商売の基本は、実店舗もネットショップも全く同じなのですね。
では、最後にZ-CRAFTさんの「強み」を教えてください。




Z-CRAFTのノウハウを活かし「物流部門」は他の有名ネットショップも請け負う

【吉野店長】

弊社、株式会社ロイヤルでは、物販販売や卸事業だけでなく自社で「物流部門」を構築しております。
直販部門や卸部分の配送だけでなく、配送の外注対応も行っております。

Z-CRAFTで培ったネットショップの経験とノウハウを、最適な物流システムに活用しているのが、自社の大きな強みとなっております。
おそらく小売と卸、物流のノウハウを自社で構築している会社は少ないと思います。

実際に、他社の有名なネットショップさんの請負も行っているので、物流部門の業務拡大も、更に進めていきたいです。
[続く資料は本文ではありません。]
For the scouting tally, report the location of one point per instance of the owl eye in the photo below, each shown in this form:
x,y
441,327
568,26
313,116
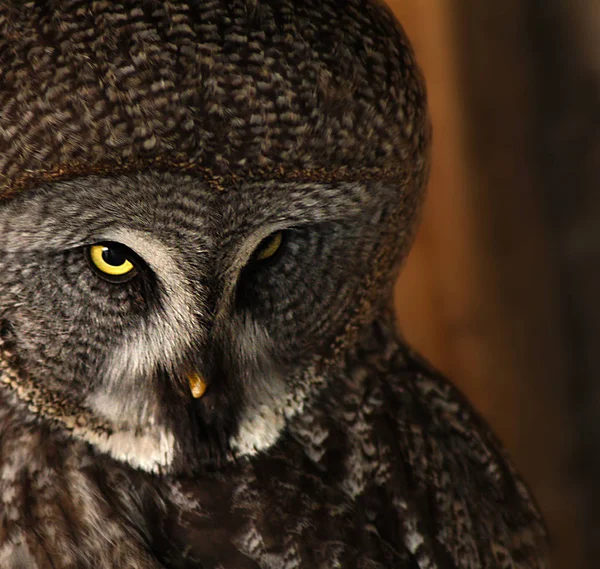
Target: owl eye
x,y
112,261
269,247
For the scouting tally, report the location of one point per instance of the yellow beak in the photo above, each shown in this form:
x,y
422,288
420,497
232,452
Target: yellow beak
x,y
197,385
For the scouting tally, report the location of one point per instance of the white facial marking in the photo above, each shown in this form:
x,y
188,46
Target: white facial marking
x,y
152,450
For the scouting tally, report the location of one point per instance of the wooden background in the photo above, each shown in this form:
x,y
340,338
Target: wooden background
x,y
482,293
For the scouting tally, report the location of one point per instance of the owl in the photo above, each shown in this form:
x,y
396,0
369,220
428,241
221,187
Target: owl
x,y
204,205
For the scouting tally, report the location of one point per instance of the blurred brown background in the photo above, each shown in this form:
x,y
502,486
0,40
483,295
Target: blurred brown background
x,y
502,288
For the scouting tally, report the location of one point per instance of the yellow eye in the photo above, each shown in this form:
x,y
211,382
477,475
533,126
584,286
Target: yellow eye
x,y
269,246
111,261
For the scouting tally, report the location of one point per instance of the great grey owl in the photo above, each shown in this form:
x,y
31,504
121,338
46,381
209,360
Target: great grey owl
x,y
204,207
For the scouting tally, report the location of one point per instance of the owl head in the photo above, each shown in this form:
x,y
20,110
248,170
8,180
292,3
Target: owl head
x,y
203,204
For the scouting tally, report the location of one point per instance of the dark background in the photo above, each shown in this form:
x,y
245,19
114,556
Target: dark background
x,y
502,288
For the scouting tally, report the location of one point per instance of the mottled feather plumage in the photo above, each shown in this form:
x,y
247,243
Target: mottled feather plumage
x,y
189,132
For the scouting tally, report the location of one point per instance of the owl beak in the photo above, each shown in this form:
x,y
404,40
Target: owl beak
x,y
197,385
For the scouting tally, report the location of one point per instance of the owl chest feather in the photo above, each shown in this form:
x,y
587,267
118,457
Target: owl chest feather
x,y
387,467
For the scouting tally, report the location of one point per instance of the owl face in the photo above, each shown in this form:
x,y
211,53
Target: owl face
x,y
115,291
※株式会社ロイヤルの物流についてはコチラサイトをご覧下さい(紹介ページへ移動します)



【高橋】

貴重なお話、ありがとうございました。




【吉野店長のプロフィール】

1995年 
株式会社ロイヤル入社。卸売り部門の営業や、
リアル店舗で接客業を行う。

2004年
直営本部ネット通販部門に配属。ネット販売の
基礎となるカスタマーサービスや販売ページ
作成の経験を経て、

2005年
Z-CRAFT Yahooショッピング店 店長に就任

2006年
Yahooショッピングファッション部門にて年間
ベストストア受賞。
以降、同賞を2007年~2009年まで連続受賞

2009年
Z-CRAFT楽天市場とWEB本店の店長に就任。
現在は、店舗運営から仕入まで多岐に渡る業
務に関わっている。
楽天市場店は現在まで、楽天市場ショップオブ
ザイヤーを2005年~2010年まで6年連続で受賞中
 





[株式会社ロイヤル 会社概要]

商 号 株式会社ロイヤル 
創 業 1972年5月
住 所 〒460-8535
名古屋市中区栄二丁目11番30号
事業内容 直輸入品の販売、物流加工請負、スポーツ・カジュアルウエア企画販売 
会社URL http://www.ryl.co.jp/
Z-CRAFT楽天市場店 http://www.rakuten.co.jp/z-craft/





【インタビューを終えて】

ネットショップ有力店のインタービューコーナーを作ろうと社内で決定した時、
真っ先に話を聞きたいと思ったのが、今回の「Z-CRAFT」さんです。

靴専門店の実店舗で言えば、20~30店舗分くらいの売上を楽天市場店単体(1店舗)
で実現している。その運営ノウハウを是非、聞いてみたかったのです。

ここまで大きなショップへ拡大する事ができた要因としては、

★ネットショップ草創期からの参入
★独自の直輸入仕入れルートの確保
★自社物流システムの構築


など、強みとなる部分は多々ありますが、
最終的には、「お客様への信頼」を徹底しているという事を教えてもらいました。

「商売の要となる部分は、取り扱い商品やお店のフォーマットが異なっても、
全く変わらない。ネットショップも“接客”がとても重要」

とおっしゃっていたのが、とても印象的でした。


吉野店長。
お忙しい中、誠にありがとうございました。